This page describes how Starnix handles Linux system calls (syscalls) in Fuchsia.
Address space of a Linux program in a Zircon process
Before a Linux program can make any syscalls, it must be loaded into a Zircon
process. starnix_kernel
is the component responsible for both
loading and executing Linux programs in Fuchsia.
starnix_kernel
first creates a Zircon process with an address space that is
divided into halves. The top half is a shared address space and the bottom half is
a private address space. starnix_kernel
then sets up the address space of the
Zircon process in the following way:
- The Linux program is loaded into the process's private address space (bottom half).
starnix_kernel
itself is loaded into the process's shared address space (top half).
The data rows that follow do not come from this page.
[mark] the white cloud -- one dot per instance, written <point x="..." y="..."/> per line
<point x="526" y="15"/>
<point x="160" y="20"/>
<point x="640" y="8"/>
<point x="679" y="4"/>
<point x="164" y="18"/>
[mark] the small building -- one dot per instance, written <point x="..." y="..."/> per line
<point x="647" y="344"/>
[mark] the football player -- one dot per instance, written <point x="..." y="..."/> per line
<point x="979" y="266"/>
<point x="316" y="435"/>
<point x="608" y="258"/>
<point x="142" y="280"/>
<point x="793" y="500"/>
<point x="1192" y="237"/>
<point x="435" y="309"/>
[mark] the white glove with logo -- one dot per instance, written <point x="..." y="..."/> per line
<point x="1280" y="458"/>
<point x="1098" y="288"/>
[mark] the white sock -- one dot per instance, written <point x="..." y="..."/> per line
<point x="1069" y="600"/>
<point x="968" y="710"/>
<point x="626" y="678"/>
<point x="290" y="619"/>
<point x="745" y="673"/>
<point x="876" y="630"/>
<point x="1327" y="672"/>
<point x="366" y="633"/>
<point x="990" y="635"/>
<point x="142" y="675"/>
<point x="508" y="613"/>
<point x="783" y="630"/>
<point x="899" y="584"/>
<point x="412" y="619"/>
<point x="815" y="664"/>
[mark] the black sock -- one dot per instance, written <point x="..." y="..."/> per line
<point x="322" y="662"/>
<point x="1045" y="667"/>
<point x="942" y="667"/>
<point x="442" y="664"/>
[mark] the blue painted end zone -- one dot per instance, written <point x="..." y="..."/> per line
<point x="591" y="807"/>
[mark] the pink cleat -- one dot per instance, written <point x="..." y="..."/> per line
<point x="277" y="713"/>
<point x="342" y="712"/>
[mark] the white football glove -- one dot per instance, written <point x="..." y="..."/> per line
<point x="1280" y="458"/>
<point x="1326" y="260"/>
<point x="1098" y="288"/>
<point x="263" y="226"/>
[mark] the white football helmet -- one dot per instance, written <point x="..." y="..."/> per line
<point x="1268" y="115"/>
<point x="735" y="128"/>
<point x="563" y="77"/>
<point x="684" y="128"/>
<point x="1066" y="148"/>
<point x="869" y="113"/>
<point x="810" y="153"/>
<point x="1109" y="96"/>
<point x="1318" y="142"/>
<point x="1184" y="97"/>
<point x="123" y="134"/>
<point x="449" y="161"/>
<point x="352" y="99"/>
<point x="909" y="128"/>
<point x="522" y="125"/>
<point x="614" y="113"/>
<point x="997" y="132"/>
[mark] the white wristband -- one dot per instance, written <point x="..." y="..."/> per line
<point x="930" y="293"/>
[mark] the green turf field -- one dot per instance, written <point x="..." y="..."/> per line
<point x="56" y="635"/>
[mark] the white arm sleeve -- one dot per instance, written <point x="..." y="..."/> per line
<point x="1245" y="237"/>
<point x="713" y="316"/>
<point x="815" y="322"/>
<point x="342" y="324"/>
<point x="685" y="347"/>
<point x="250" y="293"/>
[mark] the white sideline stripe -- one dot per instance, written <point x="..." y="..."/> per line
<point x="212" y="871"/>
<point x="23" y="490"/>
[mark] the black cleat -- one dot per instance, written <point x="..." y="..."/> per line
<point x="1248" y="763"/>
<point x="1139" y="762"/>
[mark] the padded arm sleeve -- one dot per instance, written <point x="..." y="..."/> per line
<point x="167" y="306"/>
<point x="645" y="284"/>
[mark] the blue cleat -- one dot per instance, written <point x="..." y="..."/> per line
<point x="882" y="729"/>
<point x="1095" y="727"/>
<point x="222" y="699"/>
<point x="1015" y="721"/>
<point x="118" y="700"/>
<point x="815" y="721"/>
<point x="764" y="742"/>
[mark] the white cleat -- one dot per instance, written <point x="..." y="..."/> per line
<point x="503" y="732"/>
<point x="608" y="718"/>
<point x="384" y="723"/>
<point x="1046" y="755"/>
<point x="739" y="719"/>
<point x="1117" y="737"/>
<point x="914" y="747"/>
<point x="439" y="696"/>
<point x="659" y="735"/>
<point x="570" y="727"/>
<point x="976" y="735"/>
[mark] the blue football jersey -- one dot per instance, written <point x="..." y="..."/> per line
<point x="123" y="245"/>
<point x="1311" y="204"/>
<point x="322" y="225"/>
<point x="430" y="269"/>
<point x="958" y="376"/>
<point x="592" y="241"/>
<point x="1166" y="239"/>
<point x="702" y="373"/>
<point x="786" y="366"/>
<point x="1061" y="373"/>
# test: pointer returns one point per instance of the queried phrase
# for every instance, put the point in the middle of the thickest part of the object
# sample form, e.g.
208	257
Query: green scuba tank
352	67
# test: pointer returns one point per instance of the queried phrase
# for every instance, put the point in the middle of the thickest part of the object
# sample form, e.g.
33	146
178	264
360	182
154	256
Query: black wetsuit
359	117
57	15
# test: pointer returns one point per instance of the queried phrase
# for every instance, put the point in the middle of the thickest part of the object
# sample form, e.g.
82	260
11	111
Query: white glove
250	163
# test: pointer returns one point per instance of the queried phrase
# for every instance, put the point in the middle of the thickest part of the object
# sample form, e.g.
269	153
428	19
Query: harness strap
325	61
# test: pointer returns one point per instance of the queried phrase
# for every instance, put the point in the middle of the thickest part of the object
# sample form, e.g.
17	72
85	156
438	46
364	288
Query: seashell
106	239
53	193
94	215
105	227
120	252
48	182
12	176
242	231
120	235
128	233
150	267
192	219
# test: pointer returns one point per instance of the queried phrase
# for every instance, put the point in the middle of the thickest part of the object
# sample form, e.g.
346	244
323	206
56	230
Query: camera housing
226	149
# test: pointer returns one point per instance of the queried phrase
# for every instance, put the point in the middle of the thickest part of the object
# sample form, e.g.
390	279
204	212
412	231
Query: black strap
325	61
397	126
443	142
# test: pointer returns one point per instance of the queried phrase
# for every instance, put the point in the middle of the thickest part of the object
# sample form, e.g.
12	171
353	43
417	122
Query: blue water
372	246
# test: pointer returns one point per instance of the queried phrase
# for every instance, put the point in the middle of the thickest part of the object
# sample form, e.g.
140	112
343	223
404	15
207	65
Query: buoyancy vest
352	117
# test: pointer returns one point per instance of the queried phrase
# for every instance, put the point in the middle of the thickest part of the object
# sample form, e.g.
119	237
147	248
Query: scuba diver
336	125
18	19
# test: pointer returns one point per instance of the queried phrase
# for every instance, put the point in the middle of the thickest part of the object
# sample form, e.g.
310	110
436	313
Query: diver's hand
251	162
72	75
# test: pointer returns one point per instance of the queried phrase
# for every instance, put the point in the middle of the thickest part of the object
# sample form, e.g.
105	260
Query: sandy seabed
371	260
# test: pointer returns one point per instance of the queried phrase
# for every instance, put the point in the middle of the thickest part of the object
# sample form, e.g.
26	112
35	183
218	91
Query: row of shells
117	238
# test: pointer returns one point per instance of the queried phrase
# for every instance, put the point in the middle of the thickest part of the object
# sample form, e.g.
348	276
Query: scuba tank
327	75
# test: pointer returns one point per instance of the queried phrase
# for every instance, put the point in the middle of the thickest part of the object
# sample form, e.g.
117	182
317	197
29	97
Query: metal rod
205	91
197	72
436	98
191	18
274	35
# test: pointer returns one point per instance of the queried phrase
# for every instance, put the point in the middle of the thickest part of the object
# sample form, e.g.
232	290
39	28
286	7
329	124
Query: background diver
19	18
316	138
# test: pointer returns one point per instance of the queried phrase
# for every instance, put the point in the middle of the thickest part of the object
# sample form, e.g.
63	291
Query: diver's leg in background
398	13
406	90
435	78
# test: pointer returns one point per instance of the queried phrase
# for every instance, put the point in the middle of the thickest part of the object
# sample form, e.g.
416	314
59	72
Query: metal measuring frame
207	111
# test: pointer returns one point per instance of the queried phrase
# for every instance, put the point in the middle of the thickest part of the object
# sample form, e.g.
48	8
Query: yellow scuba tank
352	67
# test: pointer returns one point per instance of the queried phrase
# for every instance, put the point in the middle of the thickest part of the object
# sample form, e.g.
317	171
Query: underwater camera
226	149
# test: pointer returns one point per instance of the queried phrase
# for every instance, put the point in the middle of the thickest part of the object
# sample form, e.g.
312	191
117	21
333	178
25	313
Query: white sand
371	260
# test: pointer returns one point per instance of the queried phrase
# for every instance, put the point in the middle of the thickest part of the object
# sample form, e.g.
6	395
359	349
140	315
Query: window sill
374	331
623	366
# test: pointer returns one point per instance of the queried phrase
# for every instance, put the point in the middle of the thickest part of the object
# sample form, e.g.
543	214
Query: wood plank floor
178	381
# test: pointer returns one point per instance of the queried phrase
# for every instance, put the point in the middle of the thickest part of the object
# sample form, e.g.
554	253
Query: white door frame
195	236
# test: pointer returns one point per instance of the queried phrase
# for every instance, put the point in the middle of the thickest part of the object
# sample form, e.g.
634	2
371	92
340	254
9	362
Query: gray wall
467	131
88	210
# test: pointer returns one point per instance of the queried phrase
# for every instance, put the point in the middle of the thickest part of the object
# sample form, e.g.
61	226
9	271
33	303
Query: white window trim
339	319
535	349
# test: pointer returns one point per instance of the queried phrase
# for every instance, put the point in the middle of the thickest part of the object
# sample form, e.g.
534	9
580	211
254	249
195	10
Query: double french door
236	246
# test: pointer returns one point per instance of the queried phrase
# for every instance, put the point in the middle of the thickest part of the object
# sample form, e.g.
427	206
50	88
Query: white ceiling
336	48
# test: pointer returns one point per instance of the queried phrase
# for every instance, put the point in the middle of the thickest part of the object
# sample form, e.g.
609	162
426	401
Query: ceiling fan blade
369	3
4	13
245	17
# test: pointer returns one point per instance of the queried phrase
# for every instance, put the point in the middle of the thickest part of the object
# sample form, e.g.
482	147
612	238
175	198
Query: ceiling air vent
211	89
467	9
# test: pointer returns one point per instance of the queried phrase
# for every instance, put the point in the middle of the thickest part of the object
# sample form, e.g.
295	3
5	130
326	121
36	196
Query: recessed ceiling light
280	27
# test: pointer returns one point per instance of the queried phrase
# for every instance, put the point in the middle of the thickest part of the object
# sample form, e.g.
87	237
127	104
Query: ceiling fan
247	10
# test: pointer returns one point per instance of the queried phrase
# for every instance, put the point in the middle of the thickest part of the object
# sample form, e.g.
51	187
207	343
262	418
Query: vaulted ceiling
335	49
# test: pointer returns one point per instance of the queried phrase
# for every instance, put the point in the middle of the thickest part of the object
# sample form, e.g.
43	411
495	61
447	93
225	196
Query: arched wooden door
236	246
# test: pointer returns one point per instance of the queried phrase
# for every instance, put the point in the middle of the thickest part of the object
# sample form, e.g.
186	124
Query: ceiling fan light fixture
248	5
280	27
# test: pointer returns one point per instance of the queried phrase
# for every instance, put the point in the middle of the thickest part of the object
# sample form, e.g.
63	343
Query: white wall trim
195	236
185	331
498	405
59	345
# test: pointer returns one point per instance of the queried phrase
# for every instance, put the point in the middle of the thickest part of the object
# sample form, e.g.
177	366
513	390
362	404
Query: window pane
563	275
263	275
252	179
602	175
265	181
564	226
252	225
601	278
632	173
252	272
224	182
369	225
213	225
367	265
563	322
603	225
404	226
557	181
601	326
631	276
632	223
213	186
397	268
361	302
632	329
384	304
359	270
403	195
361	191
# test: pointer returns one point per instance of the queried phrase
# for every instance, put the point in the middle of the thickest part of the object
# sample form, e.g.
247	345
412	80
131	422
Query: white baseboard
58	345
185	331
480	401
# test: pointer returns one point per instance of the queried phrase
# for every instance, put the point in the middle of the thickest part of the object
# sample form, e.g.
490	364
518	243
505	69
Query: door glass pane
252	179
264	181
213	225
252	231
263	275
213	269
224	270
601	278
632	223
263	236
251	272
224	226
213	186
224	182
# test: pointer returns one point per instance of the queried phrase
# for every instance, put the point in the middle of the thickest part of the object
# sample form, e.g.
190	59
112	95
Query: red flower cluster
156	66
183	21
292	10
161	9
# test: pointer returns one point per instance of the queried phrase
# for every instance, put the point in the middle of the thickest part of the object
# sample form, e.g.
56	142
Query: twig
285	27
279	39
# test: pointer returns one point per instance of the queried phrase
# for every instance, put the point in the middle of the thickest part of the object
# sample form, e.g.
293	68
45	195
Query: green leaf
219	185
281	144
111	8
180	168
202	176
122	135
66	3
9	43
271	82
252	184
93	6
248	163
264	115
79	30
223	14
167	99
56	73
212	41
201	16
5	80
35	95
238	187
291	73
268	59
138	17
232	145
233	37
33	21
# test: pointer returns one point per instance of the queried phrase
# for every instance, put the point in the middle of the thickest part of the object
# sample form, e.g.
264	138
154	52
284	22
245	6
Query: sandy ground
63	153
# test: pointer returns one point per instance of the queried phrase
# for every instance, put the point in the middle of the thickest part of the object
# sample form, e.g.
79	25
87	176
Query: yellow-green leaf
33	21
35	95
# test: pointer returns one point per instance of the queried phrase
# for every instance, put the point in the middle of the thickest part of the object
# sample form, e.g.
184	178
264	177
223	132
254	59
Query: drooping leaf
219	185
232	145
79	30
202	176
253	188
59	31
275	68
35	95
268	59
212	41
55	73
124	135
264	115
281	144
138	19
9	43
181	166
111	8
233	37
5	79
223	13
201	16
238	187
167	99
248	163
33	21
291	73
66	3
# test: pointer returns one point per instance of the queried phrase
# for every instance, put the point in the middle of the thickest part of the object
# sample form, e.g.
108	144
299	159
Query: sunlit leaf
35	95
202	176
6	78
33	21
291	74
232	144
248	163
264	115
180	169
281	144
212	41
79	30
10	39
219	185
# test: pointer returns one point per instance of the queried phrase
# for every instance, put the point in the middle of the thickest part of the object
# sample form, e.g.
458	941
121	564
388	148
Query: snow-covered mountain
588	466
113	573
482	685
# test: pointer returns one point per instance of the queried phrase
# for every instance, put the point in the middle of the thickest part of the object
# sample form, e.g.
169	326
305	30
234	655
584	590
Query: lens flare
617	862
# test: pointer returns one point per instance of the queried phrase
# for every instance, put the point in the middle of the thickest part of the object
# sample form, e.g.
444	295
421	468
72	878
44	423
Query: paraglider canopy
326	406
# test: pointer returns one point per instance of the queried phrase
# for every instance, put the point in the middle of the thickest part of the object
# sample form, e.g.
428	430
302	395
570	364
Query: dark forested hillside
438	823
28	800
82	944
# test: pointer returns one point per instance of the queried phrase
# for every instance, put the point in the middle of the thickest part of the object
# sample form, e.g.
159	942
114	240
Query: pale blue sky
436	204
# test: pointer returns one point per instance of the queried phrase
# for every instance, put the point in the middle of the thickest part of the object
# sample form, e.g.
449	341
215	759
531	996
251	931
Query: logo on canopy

The Linux portion of the address space is constructed differently, compared to that of a normal Fuchsia process, to match the layout expected of a Linux program.
Figure 1. The address space of a Zircon process loaded with a Linux program
and starnix_kernel
.
Shared Starnix instance
Each Linux program is loaded into a separate Zircon process and each Linux
thread runs in a dedicated Zircon thread. However, all the Zircon processes in a
Starnix container share the same starnix_kernel
instance.
This shared starnix_kernel
instance manages all the state of the Linux programs
in the container, such as file descriptor tables, a global virtual filesystem,
and a table of running threads.
For more information on the state shared between the Zircon processes
that run the starnix_kernel
, see the restricted mode RFC and
ShareableProcessState
struct.
Figure 2. The starnix_kernel
instance is shared across all Linux processes
in the same container.
When in normal execution mode, any thread in these processes can access the shared address space. However, in restricted execution mode, the thread can only access the private address space of its own process. In other words, when the Linux program is running in a process, Zircon restricts its thread's access to only the Linux (private) portion of the address space in the process.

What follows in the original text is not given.